Zusammenarbeit von Verfassungsschutz, Polizei und LKA "nicht optimal"

Die Mitglieder des NSU-Ausschusses zeigten sich entsetzt. "Wurde die Verhältnismäßigkeit gewahrt? Kann man denn Quellenschutz verabsolutieren?", fragte der Vorsitzende Sebastian Edathy (SPD). Warum die alte Ermittlerregel "bei kleinster Enttarnung besteht größte Gefahr" auf keinen der enttarnten V-Männer in Thüringen zutreffe, wollte Clemens Binninger (CDU), Obmann der Union und ehemaliger Polizeikommissar, wissen. Weder Tino Brandt noch andere seien nach ihrem Auffliegen von der Szene geächtet worden. Spricht das nicht dafür, dass sie die Szene vielleicht nie verraten haben?

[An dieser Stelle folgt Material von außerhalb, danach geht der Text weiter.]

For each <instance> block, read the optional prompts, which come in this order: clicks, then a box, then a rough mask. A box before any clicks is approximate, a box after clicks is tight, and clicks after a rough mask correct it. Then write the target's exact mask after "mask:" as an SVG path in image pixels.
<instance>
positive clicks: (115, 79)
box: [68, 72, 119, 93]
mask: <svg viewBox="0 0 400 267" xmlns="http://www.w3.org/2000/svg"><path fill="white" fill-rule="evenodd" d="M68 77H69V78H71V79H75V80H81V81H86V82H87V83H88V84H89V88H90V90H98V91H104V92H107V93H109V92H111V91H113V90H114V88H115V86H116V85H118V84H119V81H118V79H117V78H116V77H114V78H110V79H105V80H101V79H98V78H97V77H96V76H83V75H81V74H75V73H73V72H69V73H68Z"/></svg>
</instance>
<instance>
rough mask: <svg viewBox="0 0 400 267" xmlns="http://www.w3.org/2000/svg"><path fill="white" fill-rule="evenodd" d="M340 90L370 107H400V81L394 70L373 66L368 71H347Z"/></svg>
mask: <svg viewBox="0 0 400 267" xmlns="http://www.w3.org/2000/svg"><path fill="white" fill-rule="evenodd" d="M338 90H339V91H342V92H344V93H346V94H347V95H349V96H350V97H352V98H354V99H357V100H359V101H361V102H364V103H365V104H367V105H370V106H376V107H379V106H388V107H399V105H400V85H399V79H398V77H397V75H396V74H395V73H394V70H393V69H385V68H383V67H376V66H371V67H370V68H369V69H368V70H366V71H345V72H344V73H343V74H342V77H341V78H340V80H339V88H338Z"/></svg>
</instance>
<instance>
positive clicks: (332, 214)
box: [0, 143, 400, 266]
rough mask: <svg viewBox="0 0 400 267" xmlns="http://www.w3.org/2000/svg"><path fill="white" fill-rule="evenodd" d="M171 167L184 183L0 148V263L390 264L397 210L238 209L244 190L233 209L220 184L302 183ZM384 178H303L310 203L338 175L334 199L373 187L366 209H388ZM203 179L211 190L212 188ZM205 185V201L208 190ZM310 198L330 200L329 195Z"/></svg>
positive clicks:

Ex-Geheimdienstchef Sippel mühte sich um Antworten, fand aber keine überzeugenden. Er dementierte, dass der Verfassungsschutz in den zwölf Jahren unter seiner Ägide gemauert habe. Die Zusammenarbeit zwischen seinen Leuten und der Polizei und dem Landeskriminalamt sei "nicht optimal" gewesen, aber Informationen habe man nicht verschwiegen.

Zielfahnder Sven Wunderlich hatte Stunden zuvor dem Ausschuss gesagt, dass ihn brisante Geheimdienstmeldungen nie erreicht hätten - zum Beispiel, dass das Trio sich bewaffnen und Überfälle begehen könnte. Zudem hätten er und sein Team vor einem Dilemma gestanden: "Wir sollten nach dem Trio fahnden und gleichzeitig in der rechtsradikalen Szene keine Unruhe verursachen."

Umstände, die ebenfalls dazu geführt haben dürften, dass es - wie Sippel behauptet - bereits 2001 keine Anknüpfungspunkte mehr für eine Fahndung gegeben habe. Damals - so argumentieren sämtliche Verantwortliche in der Causa NSU - ahnte keiner, dass Böhnhardt, Mundlos und Zschäpe als Terrorbande mordend durch die Republik zogen. "Die drei waren vom Bildschirm verschwunden, spielten all die Jahre keine Rolle", resümierte Obmann Binninger am Donnerstag.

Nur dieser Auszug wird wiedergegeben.